Calendar List: Calendar lists are very popular and useful for organizations and teams. Calendar lists can be used to display events, meetings, appointments, etc. You can also change the views to display items in a calendar format or list format.

Tasks List: Tasks list are very useful when tracking information about projects or tasks. You can assign a task to people and track the status from beginning to end. A neat feature of a task list is that you can create subtasks for any task item.

Issue Tracking List: An issue tracking list is very similar to tasks list but offers a little different functionality. In this type of list, you can keep a track of descriptions and comments as you work on an issue.

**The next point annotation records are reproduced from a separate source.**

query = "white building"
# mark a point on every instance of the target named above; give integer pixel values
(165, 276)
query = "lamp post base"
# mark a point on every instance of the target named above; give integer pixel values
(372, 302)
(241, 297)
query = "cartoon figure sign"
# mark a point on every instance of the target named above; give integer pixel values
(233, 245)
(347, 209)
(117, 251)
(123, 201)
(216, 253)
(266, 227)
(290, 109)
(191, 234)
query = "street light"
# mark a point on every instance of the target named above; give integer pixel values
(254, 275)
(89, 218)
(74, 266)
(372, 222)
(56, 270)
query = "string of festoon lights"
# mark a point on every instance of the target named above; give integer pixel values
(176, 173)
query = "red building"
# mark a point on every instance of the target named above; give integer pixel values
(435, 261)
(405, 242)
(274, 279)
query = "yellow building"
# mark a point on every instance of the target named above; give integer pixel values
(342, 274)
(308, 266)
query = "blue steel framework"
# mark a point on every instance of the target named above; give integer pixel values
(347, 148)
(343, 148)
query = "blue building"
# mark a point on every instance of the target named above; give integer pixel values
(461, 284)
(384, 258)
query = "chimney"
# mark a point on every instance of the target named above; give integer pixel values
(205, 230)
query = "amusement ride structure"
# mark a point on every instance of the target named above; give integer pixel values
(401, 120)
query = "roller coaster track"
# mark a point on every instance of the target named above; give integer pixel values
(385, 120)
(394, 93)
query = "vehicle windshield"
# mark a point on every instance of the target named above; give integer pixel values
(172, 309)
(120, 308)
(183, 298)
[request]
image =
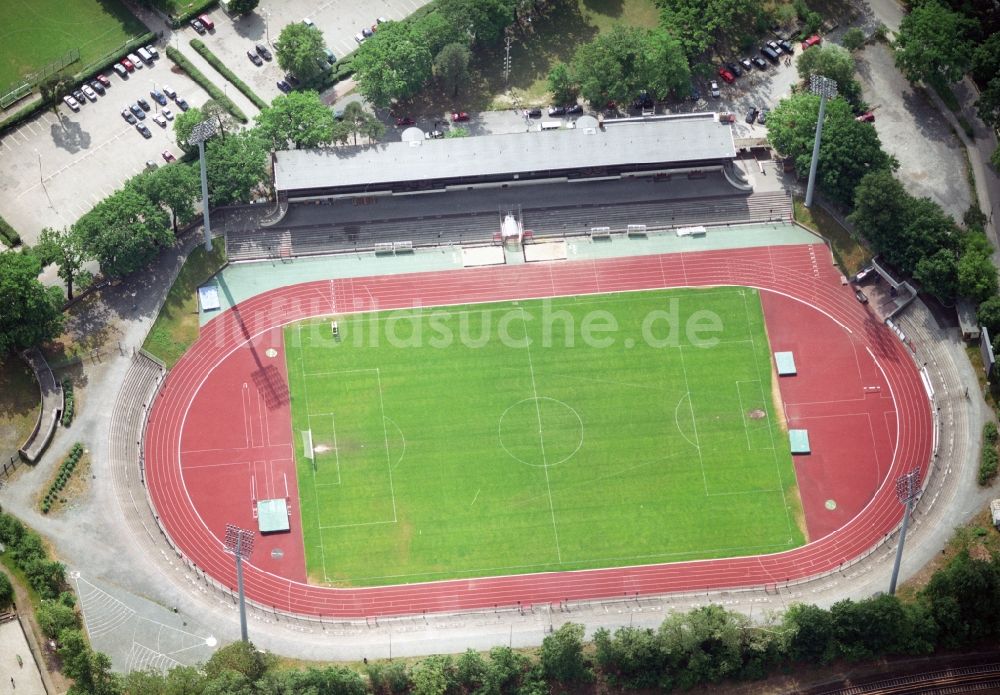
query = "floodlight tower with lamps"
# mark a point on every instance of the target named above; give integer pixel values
(907, 491)
(827, 89)
(199, 134)
(239, 542)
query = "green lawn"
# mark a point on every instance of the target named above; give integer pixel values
(443, 447)
(176, 325)
(36, 33)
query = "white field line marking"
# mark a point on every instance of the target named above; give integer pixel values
(541, 436)
(770, 428)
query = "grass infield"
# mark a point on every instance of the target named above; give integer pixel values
(444, 445)
(34, 34)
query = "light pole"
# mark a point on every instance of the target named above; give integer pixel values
(827, 89)
(199, 134)
(907, 491)
(239, 542)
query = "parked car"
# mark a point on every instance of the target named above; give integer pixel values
(813, 40)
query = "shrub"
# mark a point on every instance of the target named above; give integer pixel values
(205, 83)
(217, 63)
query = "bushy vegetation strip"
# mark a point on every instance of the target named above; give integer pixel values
(216, 62)
(205, 83)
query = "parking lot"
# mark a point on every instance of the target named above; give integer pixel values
(58, 165)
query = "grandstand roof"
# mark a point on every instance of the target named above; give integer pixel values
(670, 140)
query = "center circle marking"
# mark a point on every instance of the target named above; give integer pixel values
(540, 432)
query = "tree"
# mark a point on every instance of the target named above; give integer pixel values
(392, 65)
(32, 313)
(243, 7)
(451, 66)
(932, 44)
(483, 20)
(562, 655)
(853, 39)
(938, 273)
(300, 49)
(235, 167)
(54, 617)
(562, 85)
(65, 248)
(124, 231)
(184, 124)
(849, 150)
(299, 118)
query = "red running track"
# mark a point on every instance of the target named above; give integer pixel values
(805, 273)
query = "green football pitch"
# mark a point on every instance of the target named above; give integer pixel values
(36, 33)
(573, 433)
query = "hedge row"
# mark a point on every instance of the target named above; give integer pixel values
(62, 477)
(68, 402)
(8, 234)
(205, 83)
(216, 62)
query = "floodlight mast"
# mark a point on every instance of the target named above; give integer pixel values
(827, 89)
(199, 134)
(907, 492)
(239, 542)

Custom List: You can also start from scratch and create your own custom list. All of the lists mentioned above can be changed, but if they don’t meet your needs you have the ability to create your own. 

 

SharePoint offers many useful lists that can help any organization manage information. You can also tailor lists by applying permissions, creating or changing views, generating information, and even integrating email and workflows. What if you want to use a SharePoint list, but all of your data is in an Excel spreadsheet? No problem. You can simply import the data from a spreadsheet into SharePoint. Exporting a list to an Excel spreadsheet and manipulating the data with Excel features and functions is also an option.